The adipose tissue is rich in immune cells. In this Review, the authors cover adipose tissue myeloid cells and how they control and respond to inflammation and pathology. Obesity-related metabolic organ inflammation contributes to cardiometabolic disorders. In obese individuals, changes in lipid fluxes and storage elicit immune responses in the adipose tissue (AT), including expansion of immune cell populations and qualitative changes in the function of these cells. Although traditional models of metabolic inflammation posit that these immune responses disturb metabolic organ function, studies now suggest that immune cells, especially AT macrophages (ATMs), also have important adaptive functions in lipid homeostasis in states in which the metabolic function of adipocytes is taxed. Adverse consequences of AT metabolic inflammation might result from failure to maintain local lipid homeostasis and long-term effects on immune cells beyond the AT. Here we review the complex function of ATMs in AT homeostasis and metabolic inflammation.
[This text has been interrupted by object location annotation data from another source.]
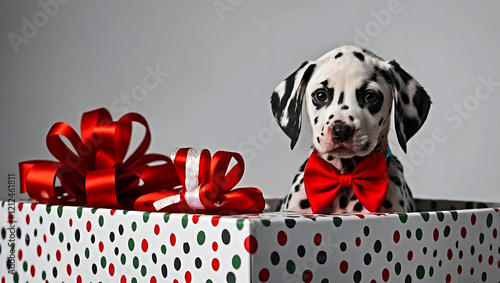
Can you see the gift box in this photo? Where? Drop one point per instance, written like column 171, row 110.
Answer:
column 444, row 242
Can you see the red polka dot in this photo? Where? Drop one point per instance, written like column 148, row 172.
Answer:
column 436, row 235
column 396, row 236
column 215, row 220
column 307, row 276
column 282, row 238
column 344, row 266
column 264, row 275
column 463, row 232
column 251, row 244
column 195, row 218
column 385, row 275
column 144, row 245
column 215, row 264
column 172, row 239
column 111, row 269
column 317, row 239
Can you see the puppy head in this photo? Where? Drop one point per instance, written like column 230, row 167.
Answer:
column 348, row 94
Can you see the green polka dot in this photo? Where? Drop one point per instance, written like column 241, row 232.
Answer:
column 200, row 238
column 420, row 272
column 425, row 216
column 397, row 268
column 123, row 259
column 239, row 224
column 145, row 217
column 266, row 222
column 131, row 244
column 403, row 217
column 59, row 211
column 103, row 262
column 236, row 262
column 440, row 216
column 454, row 215
column 290, row 267
column 135, row 262
column 418, row 234
column 489, row 220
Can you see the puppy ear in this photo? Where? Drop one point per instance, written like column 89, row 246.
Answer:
column 286, row 101
column 412, row 104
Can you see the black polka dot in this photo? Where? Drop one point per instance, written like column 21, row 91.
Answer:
column 186, row 248
column 226, row 237
column 357, row 276
column 377, row 246
column 343, row 246
column 367, row 259
column 52, row 228
column 275, row 258
column 321, row 257
column 177, row 263
column 301, row 251
column 290, row 223
column 197, row 262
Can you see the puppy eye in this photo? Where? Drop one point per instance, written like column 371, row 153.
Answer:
column 371, row 96
column 320, row 96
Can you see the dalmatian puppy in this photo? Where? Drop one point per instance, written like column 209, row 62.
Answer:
column 349, row 94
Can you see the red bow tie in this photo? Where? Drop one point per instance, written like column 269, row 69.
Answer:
column 369, row 180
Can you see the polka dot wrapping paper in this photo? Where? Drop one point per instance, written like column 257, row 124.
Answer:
column 447, row 242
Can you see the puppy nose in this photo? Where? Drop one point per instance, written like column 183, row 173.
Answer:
column 341, row 131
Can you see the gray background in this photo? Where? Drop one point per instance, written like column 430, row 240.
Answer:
column 225, row 57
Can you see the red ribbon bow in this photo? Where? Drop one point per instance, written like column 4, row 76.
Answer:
column 369, row 180
column 206, row 187
column 97, row 173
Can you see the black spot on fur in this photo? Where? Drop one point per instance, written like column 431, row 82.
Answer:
column 358, row 207
column 343, row 202
column 360, row 56
column 304, row 204
column 341, row 98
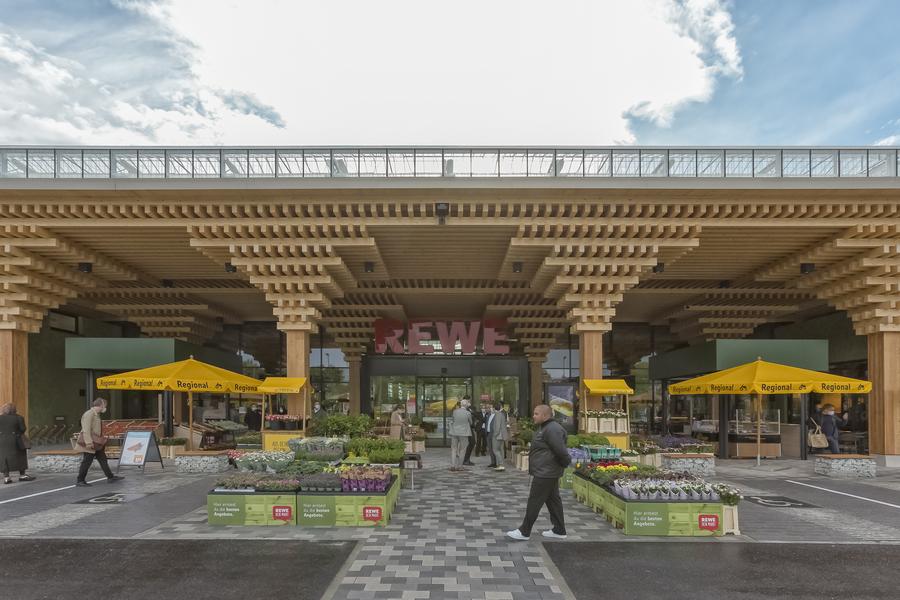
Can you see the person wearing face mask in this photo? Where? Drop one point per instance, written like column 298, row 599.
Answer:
column 831, row 425
column 91, row 443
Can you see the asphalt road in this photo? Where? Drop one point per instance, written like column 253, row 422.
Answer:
column 154, row 569
column 736, row 571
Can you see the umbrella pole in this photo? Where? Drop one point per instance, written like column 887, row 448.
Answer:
column 758, row 428
column 190, row 420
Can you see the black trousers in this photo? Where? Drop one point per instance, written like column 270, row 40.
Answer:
column 469, row 448
column 87, row 459
column 544, row 491
column 480, row 443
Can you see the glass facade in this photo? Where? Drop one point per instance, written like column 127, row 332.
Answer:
column 226, row 163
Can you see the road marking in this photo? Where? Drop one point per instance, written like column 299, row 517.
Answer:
column 68, row 487
column 845, row 494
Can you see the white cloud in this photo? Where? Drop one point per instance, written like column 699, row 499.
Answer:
column 368, row 73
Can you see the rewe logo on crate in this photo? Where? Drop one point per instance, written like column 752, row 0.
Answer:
column 282, row 513
column 372, row 513
column 709, row 522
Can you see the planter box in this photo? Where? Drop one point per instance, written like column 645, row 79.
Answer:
column 667, row 519
column 251, row 508
column 607, row 425
column 363, row 509
column 701, row 465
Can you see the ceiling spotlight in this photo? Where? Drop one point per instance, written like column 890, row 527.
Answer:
column 442, row 210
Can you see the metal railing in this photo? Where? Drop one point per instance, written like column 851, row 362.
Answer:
column 618, row 161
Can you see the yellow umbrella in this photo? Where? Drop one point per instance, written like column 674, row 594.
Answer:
column 183, row 376
column 282, row 385
column 761, row 377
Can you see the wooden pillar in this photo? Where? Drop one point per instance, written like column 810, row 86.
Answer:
column 355, row 363
column 536, row 378
column 884, row 400
column 14, row 370
column 297, row 343
column 590, row 352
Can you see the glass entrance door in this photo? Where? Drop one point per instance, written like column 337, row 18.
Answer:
column 436, row 398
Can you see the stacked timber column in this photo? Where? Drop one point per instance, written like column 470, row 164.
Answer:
column 14, row 370
column 355, row 363
column 858, row 271
column 39, row 271
column 299, row 268
column 536, row 377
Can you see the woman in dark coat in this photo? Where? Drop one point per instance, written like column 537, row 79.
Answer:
column 11, row 457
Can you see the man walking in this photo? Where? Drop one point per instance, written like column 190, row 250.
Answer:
column 498, row 436
column 91, row 443
column 547, row 461
column 474, row 427
column 460, row 430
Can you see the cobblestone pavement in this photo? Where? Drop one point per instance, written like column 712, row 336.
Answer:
column 446, row 539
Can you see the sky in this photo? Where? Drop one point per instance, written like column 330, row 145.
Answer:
column 460, row 72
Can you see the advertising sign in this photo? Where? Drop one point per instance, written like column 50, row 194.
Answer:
column 139, row 448
column 561, row 398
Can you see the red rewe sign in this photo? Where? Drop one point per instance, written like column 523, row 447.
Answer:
column 709, row 522
column 397, row 337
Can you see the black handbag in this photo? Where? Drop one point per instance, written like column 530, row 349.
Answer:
column 22, row 442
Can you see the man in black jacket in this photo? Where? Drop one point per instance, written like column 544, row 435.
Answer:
column 547, row 461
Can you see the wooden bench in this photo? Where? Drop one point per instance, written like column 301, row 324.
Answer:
column 845, row 465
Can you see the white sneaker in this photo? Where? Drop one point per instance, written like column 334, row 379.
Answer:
column 550, row 533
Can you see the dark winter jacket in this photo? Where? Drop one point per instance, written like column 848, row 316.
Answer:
column 549, row 456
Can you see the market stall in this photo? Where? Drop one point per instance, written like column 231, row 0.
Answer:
column 605, row 410
column 759, row 378
column 182, row 376
column 277, row 439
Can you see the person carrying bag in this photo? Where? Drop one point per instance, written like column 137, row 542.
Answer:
column 816, row 439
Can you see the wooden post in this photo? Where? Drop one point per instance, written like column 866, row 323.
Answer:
column 14, row 370
column 190, row 420
column 590, row 352
column 536, row 378
column 884, row 400
column 297, row 341
column 355, row 362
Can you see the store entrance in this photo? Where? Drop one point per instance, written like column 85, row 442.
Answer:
column 436, row 398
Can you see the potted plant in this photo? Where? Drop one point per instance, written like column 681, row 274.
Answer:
column 169, row 447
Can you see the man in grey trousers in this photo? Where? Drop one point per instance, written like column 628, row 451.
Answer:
column 460, row 430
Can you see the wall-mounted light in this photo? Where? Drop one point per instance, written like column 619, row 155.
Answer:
column 442, row 211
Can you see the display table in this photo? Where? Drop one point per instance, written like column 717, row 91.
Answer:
column 305, row 509
column 278, row 439
column 648, row 517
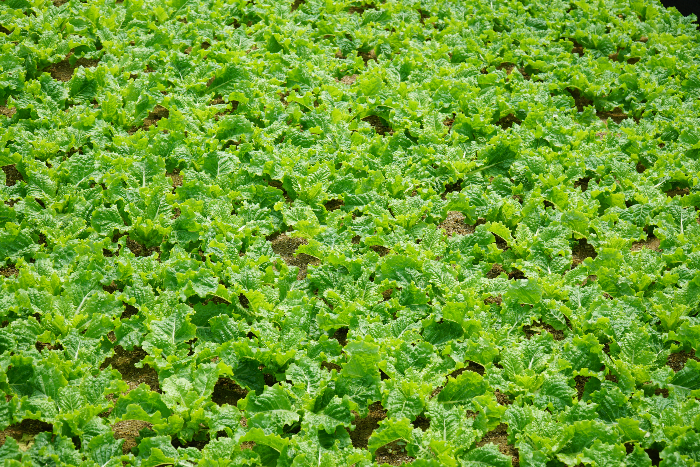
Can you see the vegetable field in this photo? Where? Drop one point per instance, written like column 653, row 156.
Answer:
column 337, row 233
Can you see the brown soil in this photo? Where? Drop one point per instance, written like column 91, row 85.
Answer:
column 678, row 192
column 12, row 175
column 616, row 115
column 386, row 294
column 454, row 224
column 227, row 391
column 129, row 311
column 361, row 9
column 364, row 427
column 331, row 366
column 9, row 270
column 651, row 242
column 286, row 246
column 506, row 66
column 581, row 251
column 471, row 366
column 380, row 250
column 508, row 121
column 124, row 361
column 175, row 177
column 498, row 300
column 7, row 112
column 278, row 184
column 341, row 335
column 449, row 121
column 128, row 430
column 348, row 79
column 367, row 56
column 378, row 124
column 63, row 71
column 454, row 187
column 583, row 183
column 580, row 101
column 677, row 361
column 392, row 454
column 156, row 114
column 581, row 384
column 499, row 437
column 532, row 329
column 333, row 204
column 27, row 428
column 421, row 422
column 218, row 101
column 501, row 398
column 140, row 250
column 495, row 271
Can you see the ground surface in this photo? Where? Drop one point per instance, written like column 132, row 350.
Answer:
column 278, row 233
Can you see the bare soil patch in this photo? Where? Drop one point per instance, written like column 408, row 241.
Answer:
column 583, row 183
column 333, row 204
column 348, row 79
column 12, row 175
column 393, row 453
column 581, row 251
column 532, row 329
column 175, row 177
column 677, row 361
column 365, row 426
column 124, row 361
column 26, row 429
column 678, row 192
column 362, row 8
column 508, row 121
column 63, row 70
column 286, row 247
column 140, row 250
column 651, row 243
column 379, row 124
column 581, row 385
column 454, row 224
column 579, row 100
column 499, row 437
column 8, row 112
column 128, row 430
column 227, row 391
column 9, row 270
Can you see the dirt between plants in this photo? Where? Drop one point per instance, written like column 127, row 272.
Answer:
column 24, row 432
column 124, row 362
column 9, row 270
column 7, row 112
column 454, row 224
column 286, row 247
column 63, row 70
column 227, row 391
column 532, row 329
column 128, row 430
column 12, row 175
column 159, row 112
column 581, row 251
column 651, row 243
column 499, row 437
column 677, row 361
column 393, row 453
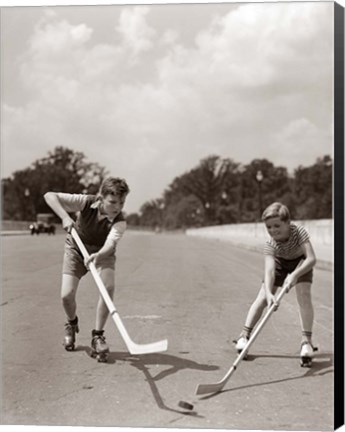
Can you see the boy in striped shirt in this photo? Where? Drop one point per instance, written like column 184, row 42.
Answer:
column 289, row 244
column 100, row 224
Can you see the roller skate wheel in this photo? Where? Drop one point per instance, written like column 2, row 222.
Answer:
column 69, row 347
column 306, row 362
column 102, row 358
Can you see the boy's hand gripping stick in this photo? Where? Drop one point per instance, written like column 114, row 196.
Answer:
column 217, row 387
column 133, row 347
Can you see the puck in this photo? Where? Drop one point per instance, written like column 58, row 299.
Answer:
column 185, row 405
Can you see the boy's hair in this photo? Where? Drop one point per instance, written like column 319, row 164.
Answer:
column 113, row 186
column 276, row 210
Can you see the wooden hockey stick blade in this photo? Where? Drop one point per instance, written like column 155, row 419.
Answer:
column 215, row 387
column 218, row 386
column 132, row 347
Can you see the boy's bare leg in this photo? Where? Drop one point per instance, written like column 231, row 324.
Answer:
column 306, row 310
column 99, row 346
column 68, row 294
column 102, row 312
column 255, row 312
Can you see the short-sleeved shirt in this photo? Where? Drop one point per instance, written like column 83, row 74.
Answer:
column 291, row 248
column 288, row 254
column 94, row 229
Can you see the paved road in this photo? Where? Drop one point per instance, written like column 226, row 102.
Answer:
column 192, row 291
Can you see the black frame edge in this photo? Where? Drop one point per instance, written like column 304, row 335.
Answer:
column 338, row 208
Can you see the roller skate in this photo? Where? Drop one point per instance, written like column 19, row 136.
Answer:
column 240, row 344
column 71, row 328
column 100, row 349
column 307, row 354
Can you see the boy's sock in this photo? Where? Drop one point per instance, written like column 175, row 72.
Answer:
column 306, row 336
column 247, row 331
column 74, row 321
column 97, row 332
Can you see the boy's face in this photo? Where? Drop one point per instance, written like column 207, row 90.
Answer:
column 113, row 204
column 278, row 229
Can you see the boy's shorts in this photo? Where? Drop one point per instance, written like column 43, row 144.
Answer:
column 284, row 267
column 73, row 261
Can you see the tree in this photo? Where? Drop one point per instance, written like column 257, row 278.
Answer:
column 63, row 170
column 313, row 190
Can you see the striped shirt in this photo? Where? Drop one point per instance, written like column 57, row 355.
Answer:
column 291, row 248
column 94, row 227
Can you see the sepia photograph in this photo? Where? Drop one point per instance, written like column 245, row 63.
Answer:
column 171, row 174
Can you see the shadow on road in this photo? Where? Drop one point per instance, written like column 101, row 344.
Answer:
column 322, row 365
column 142, row 363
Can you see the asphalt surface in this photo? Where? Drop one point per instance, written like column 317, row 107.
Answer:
column 195, row 293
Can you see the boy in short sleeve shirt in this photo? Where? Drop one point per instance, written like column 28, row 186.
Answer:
column 100, row 224
column 289, row 261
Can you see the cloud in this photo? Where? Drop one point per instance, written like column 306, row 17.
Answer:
column 149, row 106
column 136, row 34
Additionally, we hypothesize that trained immunity, which involves long-term functional adaptations of myeloid cells and their bone marrow progenitors, can provide a model by which metabolic perturbations trigger chronic systemic inflammation.

Automated summary

This review focuses on adipose tissue myeloid cells and their role in controlling and responding to inflammation and pathology. Obesity-related metabolic organ inflammation is a contributing factor to cardiometabolic disorders. Immune responses in adipose tissue, including expansion of immune cell populations and changes in their function, are triggered by alterations in lipid fluxes and storage in obese individuals. Recent studies suggest that adipose tissue macrophages (ATMs), a type of immune cell, also play important roles in lipid homeostasis. The review discusses the complex function of ATMs in adipose tissue homeostasis and metabolic inflammation. It also proposes that trained immunity, which involves long-term functional adaptations of myeloid cells, may be responsible for chronic systemic inflammation triggered by metabolic perturbations.